Wilderness Provision of I Am
Deuteronomy 29:5-6 - A Neville Goddard interpretation
Read Deuteronomy 29 in context
Scripture Focus
Biblical Context
During forty years in the wilderness, their clothes and sandals did not wear out, and they ate no bread or drank no wine, so they might know the LORD is their God.
Neville's Inner Vision
Think of the wilderness as the inner state where you seem to wander without external proof. The clothes that don't wear out and the sandals that lack wear are not literal garments but signs that your awareness—your I AM—sustains every reach and step. The decree, 'that you might know that I am the LORD your God,' is not history but invitation: awaken to God as the inner Source.

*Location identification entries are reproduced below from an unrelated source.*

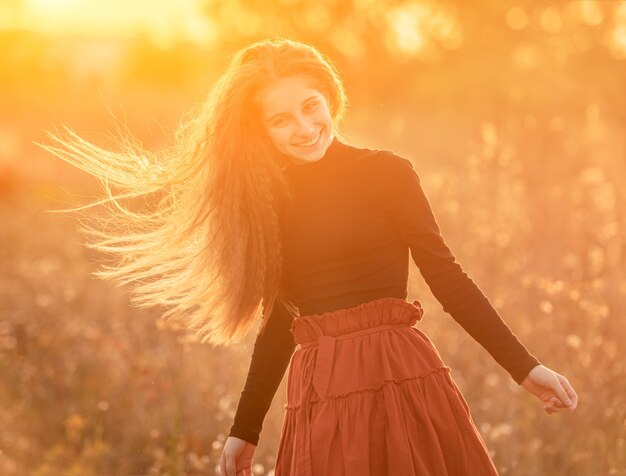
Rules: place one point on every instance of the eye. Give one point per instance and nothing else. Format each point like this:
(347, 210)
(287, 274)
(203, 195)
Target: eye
(311, 106)
(279, 122)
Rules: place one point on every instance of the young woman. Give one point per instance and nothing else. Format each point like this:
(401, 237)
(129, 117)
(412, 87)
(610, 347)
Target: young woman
(265, 210)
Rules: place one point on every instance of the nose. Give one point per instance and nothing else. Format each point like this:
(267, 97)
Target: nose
(304, 127)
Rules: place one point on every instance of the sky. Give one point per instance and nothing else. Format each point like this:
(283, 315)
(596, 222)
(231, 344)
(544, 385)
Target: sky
(164, 20)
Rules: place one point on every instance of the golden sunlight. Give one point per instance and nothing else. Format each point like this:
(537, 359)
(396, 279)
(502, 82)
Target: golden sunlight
(164, 20)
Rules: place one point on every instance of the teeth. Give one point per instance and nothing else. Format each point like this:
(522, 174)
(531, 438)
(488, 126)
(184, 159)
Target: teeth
(308, 144)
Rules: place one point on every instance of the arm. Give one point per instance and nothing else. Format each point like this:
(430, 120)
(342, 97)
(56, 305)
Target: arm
(453, 288)
(270, 358)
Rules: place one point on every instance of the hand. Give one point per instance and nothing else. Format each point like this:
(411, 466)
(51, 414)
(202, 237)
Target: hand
(551, 388)
(237, 457)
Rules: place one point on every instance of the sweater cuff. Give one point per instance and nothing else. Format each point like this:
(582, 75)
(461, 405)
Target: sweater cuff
(244, 433)
(520, 372)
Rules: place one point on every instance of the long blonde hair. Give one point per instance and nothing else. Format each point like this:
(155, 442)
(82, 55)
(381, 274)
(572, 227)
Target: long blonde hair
(209, 248)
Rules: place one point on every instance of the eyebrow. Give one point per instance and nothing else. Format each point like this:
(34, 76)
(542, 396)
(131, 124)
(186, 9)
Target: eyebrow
(280, 113)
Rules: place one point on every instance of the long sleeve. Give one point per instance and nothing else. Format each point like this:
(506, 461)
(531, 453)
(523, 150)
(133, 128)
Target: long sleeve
(270, 359)
(451, 286)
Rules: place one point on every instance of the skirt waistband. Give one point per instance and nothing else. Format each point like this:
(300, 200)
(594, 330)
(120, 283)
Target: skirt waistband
(372, 316)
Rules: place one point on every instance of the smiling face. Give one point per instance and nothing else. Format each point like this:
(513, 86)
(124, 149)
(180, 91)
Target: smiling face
(296, 118)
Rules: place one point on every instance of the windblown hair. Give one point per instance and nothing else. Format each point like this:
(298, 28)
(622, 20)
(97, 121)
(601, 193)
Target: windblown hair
(209, 246)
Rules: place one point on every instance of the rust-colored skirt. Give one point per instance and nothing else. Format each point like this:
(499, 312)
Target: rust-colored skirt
(369, 395)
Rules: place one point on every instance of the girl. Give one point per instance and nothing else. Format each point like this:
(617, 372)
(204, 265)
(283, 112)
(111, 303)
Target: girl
(267, 211)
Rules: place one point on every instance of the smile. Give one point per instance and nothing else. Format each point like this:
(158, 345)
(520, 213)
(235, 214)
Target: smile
(311, 143)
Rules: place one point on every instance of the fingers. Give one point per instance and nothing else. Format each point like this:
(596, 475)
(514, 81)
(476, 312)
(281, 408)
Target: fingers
(567, 394)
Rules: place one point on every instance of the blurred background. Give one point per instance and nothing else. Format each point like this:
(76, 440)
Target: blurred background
(513, 114)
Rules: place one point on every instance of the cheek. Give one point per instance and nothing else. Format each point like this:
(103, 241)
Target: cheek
(279, 137)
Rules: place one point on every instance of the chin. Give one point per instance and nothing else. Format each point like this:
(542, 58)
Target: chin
(315, 154)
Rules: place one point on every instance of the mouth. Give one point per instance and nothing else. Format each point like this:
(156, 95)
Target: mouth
(312, 143)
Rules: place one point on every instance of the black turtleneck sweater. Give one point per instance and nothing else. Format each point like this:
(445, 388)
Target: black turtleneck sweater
(346, 240)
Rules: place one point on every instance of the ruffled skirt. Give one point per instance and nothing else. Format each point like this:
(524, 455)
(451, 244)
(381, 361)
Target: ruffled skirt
(369, 395)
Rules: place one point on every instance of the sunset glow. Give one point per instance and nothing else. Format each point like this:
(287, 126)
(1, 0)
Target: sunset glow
(164, 20)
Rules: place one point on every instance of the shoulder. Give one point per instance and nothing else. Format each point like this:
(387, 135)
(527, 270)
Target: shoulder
(388, 165)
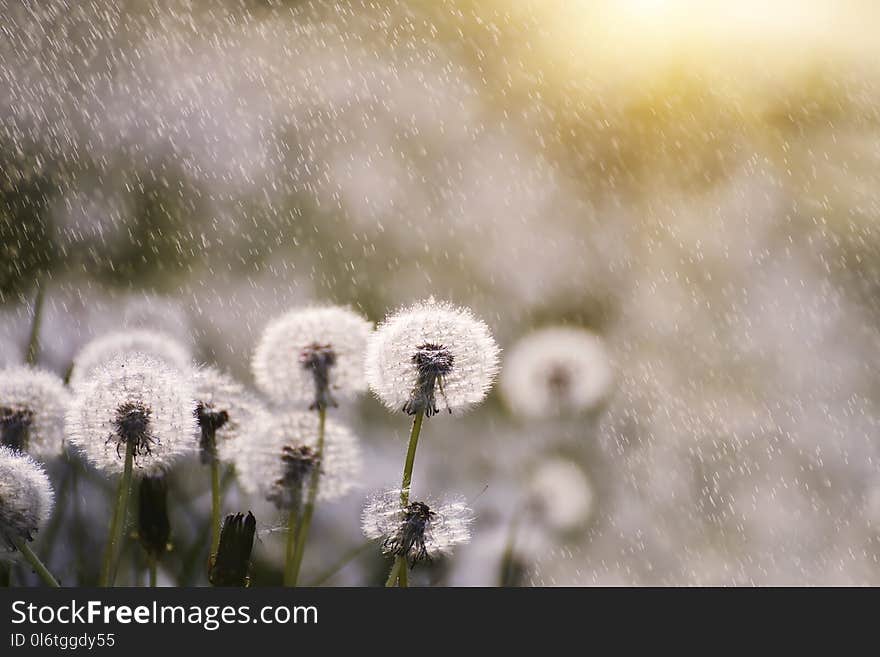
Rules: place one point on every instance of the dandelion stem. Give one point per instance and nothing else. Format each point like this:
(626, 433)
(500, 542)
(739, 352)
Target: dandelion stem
(310, 501)
(34, 339)
(117, 522)
(34, 561)
(398, 571)
(215, 504)
(290, 551)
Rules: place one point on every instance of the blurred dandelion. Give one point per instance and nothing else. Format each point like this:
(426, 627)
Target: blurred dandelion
(276, 464)
(556, 371)
(26, 501)
(312, 356)
(420, 352)
(420, 531)
(560, 495)
(33, 403)
(135, 414)
(225, 411)
(155, 344)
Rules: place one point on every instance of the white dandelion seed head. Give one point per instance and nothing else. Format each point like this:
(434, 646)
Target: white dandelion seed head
(561, 494)
(431, 356)
(421, 531)
(102, 349)
(312, 356)
(133, 397)
(556, 371)
(233, 411)
(32, 407)
(26, 496)
(277, 464)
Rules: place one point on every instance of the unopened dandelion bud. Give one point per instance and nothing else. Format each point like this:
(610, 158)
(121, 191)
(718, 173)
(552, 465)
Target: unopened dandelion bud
(231, 565)
(154, 527)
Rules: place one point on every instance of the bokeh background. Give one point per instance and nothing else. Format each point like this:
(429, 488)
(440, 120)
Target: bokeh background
(698, 183)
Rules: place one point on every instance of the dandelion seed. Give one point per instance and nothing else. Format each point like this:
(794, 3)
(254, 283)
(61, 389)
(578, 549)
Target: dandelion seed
(32, 407)
(431, 355)
(26, 497)
(277, 464)
(226, 412)
(419, 531)
(312, 356)
(556, 371)
(561, 495)
(155, 344)
(133, 399)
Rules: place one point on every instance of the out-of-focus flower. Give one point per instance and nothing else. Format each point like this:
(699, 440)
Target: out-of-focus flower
(420, 531)
(226, 412)
(133, 398)
(26, 497)
(277, 463)
(429, 355)
(32, 407)
(312, 355)
(155, 344)
(555, 371)
(561, 495)
(230, 566)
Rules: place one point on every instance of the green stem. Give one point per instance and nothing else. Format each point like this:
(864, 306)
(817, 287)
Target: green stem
(290, 549)
(117, 522)
(34, 561)
(309, 510)
(398, 570)
(34, 339)
(215, 504)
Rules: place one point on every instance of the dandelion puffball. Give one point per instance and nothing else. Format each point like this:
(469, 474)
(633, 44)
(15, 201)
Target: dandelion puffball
(430, 356)
(420, 531)
(278, 462)
(138, 399)
(313, 356)
(26, 497)
(156, 344)
(225, 409)
(556, 371)
(561, 494)
(32, 407)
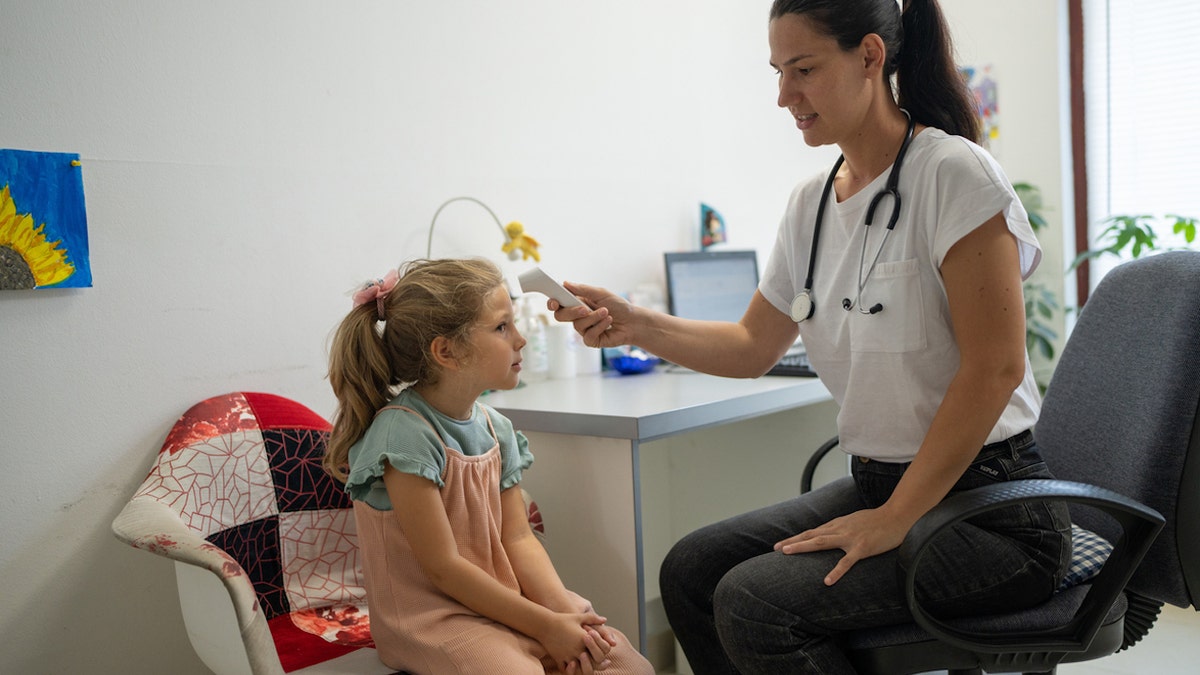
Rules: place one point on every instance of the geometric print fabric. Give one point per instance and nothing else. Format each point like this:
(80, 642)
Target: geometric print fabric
(244, 471)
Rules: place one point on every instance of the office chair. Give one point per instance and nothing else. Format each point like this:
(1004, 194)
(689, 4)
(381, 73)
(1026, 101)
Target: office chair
(1119, 429)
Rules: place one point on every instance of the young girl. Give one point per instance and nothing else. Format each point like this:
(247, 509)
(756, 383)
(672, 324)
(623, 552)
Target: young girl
(455, 579)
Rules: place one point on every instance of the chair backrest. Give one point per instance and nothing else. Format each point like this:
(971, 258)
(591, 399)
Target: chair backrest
(244, 472)
(1122, 405)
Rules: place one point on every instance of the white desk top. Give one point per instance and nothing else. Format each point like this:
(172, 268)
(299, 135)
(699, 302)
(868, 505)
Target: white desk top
(647, 406)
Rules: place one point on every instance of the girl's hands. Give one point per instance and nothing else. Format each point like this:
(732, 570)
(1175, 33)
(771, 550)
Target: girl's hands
(862, 535)
(575, 645)
(595, 658)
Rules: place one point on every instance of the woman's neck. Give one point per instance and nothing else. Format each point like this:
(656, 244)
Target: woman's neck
(870, 153)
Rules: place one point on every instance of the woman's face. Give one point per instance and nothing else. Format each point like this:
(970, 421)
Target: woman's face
(826, 88)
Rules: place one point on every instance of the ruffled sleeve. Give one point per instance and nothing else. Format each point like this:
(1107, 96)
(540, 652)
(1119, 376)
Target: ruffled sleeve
(403, 440)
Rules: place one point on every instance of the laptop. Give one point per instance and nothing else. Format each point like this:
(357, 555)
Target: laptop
(718, 286)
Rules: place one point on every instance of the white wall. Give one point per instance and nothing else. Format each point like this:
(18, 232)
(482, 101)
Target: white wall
(246, 163)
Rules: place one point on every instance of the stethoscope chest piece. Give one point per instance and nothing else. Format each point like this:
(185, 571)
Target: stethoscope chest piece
(802, 306)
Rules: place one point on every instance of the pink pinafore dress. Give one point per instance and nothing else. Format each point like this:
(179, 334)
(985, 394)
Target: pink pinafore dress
(419, 628)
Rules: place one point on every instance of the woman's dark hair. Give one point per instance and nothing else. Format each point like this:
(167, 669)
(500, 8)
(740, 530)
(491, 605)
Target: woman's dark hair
(919, 49)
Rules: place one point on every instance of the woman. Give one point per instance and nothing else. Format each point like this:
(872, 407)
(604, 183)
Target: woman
(907, 297)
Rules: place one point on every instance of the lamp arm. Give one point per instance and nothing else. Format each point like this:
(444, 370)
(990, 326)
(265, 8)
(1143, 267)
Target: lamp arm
(429, 245)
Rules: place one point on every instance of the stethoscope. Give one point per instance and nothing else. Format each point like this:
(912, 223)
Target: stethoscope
(803, 305)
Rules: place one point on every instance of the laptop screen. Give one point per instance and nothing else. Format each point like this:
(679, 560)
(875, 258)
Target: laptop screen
(711, 285)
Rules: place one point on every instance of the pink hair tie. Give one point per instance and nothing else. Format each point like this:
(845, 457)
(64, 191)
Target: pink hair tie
(377, 291)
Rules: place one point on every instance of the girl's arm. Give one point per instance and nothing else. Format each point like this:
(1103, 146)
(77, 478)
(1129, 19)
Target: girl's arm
(983, 282)
(418, 505)
(535, 573)
(747, 348)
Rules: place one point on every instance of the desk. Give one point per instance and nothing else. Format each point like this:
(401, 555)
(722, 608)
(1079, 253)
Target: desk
(625, 465)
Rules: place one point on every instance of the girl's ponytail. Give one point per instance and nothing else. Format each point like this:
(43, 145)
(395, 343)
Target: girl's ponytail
(928, 81)
(361, 380)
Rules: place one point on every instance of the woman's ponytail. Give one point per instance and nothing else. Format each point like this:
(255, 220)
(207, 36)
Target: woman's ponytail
(929, 83)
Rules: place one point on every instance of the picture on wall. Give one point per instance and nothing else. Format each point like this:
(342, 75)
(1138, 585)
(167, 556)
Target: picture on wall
(43, 223)
(983, 89)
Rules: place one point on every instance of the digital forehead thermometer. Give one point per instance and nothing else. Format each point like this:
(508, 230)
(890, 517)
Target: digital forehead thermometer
(535, 280)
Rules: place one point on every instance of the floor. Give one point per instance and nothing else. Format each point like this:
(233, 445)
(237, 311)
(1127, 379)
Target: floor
(1173, 647)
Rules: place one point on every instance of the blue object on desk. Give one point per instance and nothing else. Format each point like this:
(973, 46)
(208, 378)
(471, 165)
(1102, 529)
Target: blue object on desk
(629, 364)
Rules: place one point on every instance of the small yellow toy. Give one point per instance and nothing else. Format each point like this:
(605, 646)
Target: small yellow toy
(520, 243)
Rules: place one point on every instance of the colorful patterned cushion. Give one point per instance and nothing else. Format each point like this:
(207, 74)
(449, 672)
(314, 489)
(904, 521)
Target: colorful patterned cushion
(244, 472)
(1087, 556)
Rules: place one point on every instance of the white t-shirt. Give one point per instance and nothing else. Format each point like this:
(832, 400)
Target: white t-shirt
(889, 370)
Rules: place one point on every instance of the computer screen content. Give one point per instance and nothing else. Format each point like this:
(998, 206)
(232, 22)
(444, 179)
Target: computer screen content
(711, 285)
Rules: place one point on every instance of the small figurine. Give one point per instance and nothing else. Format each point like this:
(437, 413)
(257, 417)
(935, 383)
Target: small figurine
(712, 227)
(520, 243)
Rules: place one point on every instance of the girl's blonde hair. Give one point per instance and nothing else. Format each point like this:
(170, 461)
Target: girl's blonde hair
(372, 356)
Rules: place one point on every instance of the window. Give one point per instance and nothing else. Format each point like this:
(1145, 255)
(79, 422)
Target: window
(1140, 113)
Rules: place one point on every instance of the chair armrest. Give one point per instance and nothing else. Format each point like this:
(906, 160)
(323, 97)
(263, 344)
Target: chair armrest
(153, 526)
(1140, 525)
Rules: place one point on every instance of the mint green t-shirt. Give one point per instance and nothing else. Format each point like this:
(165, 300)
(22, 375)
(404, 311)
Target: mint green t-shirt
(405, 441)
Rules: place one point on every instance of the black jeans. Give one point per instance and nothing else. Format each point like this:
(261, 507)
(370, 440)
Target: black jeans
(737, 605)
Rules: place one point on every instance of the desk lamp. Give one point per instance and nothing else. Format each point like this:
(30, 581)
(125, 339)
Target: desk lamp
(516, 243)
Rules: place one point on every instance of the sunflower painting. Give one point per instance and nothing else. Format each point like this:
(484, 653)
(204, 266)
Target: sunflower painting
(43, 225)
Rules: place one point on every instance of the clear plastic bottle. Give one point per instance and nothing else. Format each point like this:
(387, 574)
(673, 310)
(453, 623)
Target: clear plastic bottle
(535, 354)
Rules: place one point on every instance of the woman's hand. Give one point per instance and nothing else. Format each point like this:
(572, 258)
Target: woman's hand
(605, 320)
(862, 535)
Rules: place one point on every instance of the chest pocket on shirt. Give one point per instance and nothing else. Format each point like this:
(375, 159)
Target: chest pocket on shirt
(900, 326)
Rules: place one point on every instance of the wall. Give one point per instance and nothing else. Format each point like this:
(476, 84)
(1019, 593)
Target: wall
(245, 165)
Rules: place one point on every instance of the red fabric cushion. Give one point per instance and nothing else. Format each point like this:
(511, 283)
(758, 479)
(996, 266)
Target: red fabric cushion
(275, 412)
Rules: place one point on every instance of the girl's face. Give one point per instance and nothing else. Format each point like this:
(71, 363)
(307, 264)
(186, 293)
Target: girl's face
(496, 342)
(825, 87)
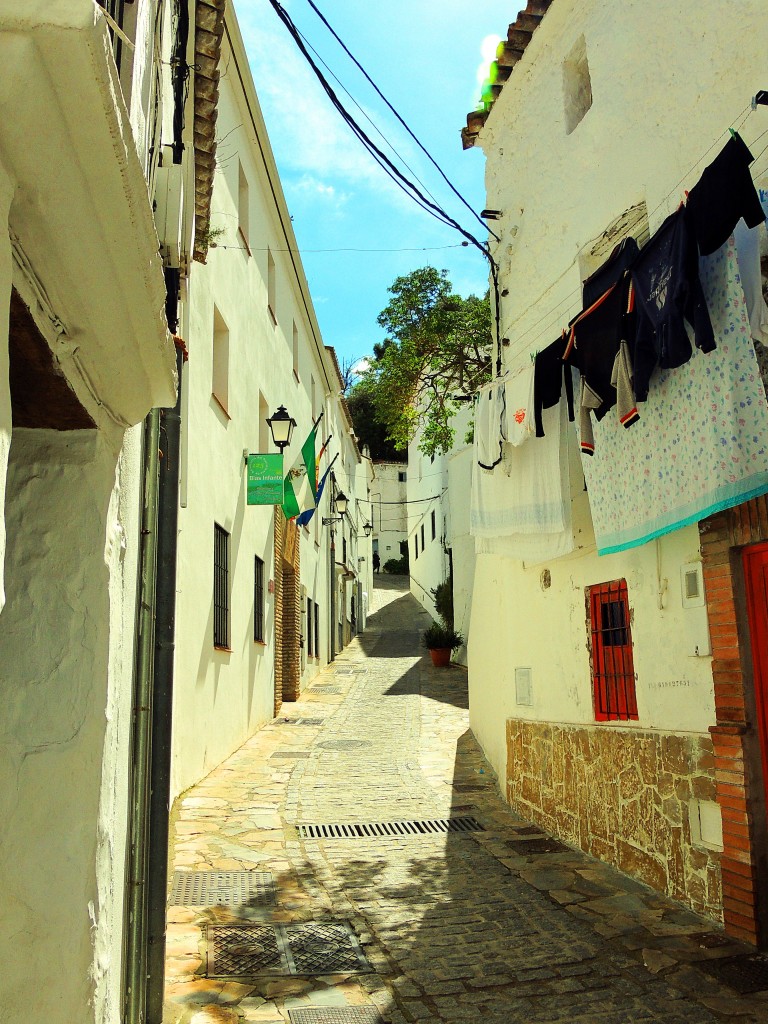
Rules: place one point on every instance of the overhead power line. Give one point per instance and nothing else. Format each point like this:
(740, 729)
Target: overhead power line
(378, 91)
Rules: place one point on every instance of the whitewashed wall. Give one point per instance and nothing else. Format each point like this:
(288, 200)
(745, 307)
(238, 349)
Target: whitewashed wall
(666, 83)
(274, 357)
(389, 519)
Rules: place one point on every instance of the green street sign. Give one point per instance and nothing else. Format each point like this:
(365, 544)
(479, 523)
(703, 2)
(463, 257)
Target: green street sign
(265, 479)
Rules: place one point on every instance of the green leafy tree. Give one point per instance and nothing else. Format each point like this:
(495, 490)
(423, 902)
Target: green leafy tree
(436, 352)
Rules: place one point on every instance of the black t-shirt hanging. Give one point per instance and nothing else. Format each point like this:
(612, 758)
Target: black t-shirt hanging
(724, 194)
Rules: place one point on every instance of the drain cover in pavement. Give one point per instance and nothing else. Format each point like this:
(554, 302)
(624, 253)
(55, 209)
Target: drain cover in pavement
(343, 744)
(390, 829)
(336, 1015)
(747, 974)
(314, 947)
(546, 845)
(222, 889)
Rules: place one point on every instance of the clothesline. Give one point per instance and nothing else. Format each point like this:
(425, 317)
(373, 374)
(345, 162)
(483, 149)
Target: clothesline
(571, 302)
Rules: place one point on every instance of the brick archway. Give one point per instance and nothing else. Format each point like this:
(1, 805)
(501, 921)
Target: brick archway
(737, 753)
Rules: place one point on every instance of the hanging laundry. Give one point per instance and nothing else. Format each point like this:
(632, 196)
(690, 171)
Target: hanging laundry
(518, 406)
(702, 442)
(549, 373)
(668, 292)
(595, 342)
(748, 252)
(526, 501)
(724, 194)
(487, 436)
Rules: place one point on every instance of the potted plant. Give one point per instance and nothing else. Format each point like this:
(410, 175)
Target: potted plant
(440, 640)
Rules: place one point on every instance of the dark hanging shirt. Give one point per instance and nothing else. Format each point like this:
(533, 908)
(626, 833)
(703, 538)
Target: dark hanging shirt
(594, 340)
(668, 292)
(724, 194)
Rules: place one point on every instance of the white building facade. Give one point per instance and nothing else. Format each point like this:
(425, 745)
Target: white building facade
(601, 117)
(388, 509)
(88, 355)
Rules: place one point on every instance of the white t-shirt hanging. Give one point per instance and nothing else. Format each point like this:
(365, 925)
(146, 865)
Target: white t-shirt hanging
(518, 418)
(748, 254)
(488, 413)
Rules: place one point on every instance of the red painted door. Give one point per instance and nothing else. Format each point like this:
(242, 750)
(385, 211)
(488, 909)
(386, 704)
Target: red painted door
(756, 576)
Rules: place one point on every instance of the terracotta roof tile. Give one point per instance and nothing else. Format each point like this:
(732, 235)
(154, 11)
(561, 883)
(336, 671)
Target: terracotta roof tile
(518, 36)
(209, 30)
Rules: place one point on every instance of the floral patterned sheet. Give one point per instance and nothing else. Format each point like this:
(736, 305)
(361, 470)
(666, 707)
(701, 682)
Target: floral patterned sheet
(701, 440)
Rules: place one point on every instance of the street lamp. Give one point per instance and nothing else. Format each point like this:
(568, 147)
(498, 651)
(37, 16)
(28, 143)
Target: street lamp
(281, 425)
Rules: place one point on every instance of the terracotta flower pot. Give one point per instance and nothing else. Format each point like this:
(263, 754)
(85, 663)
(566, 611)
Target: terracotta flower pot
(440, 656)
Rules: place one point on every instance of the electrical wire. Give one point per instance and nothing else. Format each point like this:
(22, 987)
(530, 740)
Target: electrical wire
(368, 118)
(387, 166)
(301, 252)
(397, 116)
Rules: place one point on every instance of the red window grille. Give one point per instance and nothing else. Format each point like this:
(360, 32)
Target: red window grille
(612, 664)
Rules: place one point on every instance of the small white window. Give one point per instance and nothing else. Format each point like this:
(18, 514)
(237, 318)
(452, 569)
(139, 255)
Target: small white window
(220, 369)
(524, 686)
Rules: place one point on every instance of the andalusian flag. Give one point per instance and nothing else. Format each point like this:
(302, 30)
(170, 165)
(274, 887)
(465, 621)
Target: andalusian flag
(300, 484)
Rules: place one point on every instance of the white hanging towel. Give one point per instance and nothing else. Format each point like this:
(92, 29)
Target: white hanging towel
(518, 407)
(748, 254)
(526, 505)
(488, 413)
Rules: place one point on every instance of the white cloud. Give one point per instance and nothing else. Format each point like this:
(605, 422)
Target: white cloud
(312, 139)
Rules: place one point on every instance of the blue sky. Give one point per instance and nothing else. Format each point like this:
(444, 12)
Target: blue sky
(424, 55)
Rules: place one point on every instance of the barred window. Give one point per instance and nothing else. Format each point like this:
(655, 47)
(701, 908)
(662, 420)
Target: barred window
(258, 600)
(612, 664)
(220, 587)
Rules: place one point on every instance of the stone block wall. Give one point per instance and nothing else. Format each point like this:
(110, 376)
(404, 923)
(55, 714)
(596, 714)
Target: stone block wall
(622, 796)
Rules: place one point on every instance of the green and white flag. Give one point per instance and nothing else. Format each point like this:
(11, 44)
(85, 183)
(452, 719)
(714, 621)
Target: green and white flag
(301, 480)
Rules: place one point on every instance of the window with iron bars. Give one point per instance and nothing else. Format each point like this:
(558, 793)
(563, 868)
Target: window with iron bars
(612, 663)
(258, 600)
(220, 587)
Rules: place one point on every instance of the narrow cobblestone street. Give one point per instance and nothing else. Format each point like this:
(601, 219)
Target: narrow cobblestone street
(454, 926)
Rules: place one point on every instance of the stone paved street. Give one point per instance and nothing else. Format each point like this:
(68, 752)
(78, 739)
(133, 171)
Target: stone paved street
(456, 927)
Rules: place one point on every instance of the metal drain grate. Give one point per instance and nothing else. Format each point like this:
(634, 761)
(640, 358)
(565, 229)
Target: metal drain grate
(747, 974)
(395, 829)
(343, 744)
(311, 948)
(544, 845)
(222, 889)
(336, 1015)
(711, 940)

In Neville's light, the forty years represent repeated movements of consciousness, the patience by which you drop reliance on tokens—bread, wine, or material tokens—and learn to feel the presence that never grows old. When you accept that the I AM itself preserves your state, you discover that your surroundings bend to your inner state rather than requiring outer proof. The miracle is not the cessation of wear but the recognition that your life is a continuous act of consciousness preoccupied with God. So the wilderness dissolves as you dwell in awareness that I AM is your only reality; your loyalty to this covenant becomes your experience.
Practice This Now
Imaginative Act: Close your eyes and revise by declaring, 'I am sustained by the I AM now.' Feel your inner garments and steps held intact, and let any sense of lack dissolve into presence.